FINRA found that from January 2010 through June 2015 the firm did not do enough to prevent unsuitable mutual fund switching and that it fell down on its obligation to ensure than that any recommendations to switch funds were in the client's best interest. The financial gain or investment objective of mutual fund switches should not be undermined by the transaction fees associated with such switches, the regulator said.

FINRA chided Barclays for failing to act on thousands of automated alerts for potentially unsuitable fund switches, excluding transactions from review for suitability and neglecting to ensure that disclosure letters were sent to customers regarding the transactions costs.

As a result, more than 6,100 unsuitable mutual fund switches occurred during the five-year period, causing customers to be ripped off by roughly $8.6 million, FINRA said.

The firm also failed to provide applicable breakpoint discounts to certain customers.

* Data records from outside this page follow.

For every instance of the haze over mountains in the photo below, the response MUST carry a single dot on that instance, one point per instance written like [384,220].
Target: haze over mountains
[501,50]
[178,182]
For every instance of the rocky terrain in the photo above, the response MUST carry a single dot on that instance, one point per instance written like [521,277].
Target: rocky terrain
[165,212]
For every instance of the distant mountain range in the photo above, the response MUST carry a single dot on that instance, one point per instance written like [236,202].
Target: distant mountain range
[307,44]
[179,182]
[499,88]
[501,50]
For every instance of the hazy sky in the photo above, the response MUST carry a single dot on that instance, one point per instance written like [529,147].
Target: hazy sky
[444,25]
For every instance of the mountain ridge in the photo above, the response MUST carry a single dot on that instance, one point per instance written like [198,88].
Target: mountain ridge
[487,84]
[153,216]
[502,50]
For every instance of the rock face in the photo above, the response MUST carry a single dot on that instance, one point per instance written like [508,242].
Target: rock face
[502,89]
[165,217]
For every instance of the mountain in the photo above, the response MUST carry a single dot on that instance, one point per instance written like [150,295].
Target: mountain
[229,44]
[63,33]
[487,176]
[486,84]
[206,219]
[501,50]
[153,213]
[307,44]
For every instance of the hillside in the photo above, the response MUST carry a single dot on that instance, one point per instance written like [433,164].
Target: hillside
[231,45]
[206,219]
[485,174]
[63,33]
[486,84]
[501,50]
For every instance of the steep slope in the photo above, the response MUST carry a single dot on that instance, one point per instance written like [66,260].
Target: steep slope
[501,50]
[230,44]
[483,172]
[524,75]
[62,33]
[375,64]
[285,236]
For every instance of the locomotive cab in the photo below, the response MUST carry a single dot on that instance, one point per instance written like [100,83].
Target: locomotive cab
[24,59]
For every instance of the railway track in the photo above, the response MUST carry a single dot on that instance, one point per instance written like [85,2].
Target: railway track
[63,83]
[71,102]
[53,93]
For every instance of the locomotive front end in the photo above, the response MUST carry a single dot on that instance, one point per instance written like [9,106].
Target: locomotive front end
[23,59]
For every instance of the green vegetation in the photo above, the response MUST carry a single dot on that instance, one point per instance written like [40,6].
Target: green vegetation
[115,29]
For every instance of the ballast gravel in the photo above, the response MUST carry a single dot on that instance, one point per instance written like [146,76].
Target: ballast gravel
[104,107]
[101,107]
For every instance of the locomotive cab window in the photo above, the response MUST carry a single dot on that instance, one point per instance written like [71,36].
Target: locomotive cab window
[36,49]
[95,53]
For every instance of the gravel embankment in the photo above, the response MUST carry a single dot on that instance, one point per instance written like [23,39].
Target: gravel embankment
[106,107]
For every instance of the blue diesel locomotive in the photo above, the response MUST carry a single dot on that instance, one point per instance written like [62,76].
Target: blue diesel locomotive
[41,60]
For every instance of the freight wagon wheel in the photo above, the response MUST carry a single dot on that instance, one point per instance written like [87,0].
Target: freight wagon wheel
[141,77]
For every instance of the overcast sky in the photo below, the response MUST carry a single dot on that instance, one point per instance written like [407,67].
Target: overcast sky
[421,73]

Barclay's supervisory system failed to ensure that purchases were properly aggregated so that customers could benefit from the discounts, according to FINRA. 

"The proper supervision of mutual fund switching and breakpoint discounts is essential to the protection of retail mutual fund investors, and this case highlights FINRA's commitment to ensuring that firms meet these obligations," Brad Bennett, FINRA's executive vice president and chief of enforcement, said in a statement.

FINRA also scolded Barclays for failing to provide adequate guidance to supervisors to ensure that mutual fund transactions for its retail brokerage customers were suitable based upon customer investment objectives, risk tolerance and account holdings. During a six-month look back review, 39% of mutual fund transactions were found to be unsuitable with 343 customers experiencing financial harm totaling more than $800,000, according to the regulator. 

Barclays neither admitted nor denied the charges, but consented to the entry of FINRA's findings. Marc Havelton, a spokesperson for Barclays Capital, declined to comment.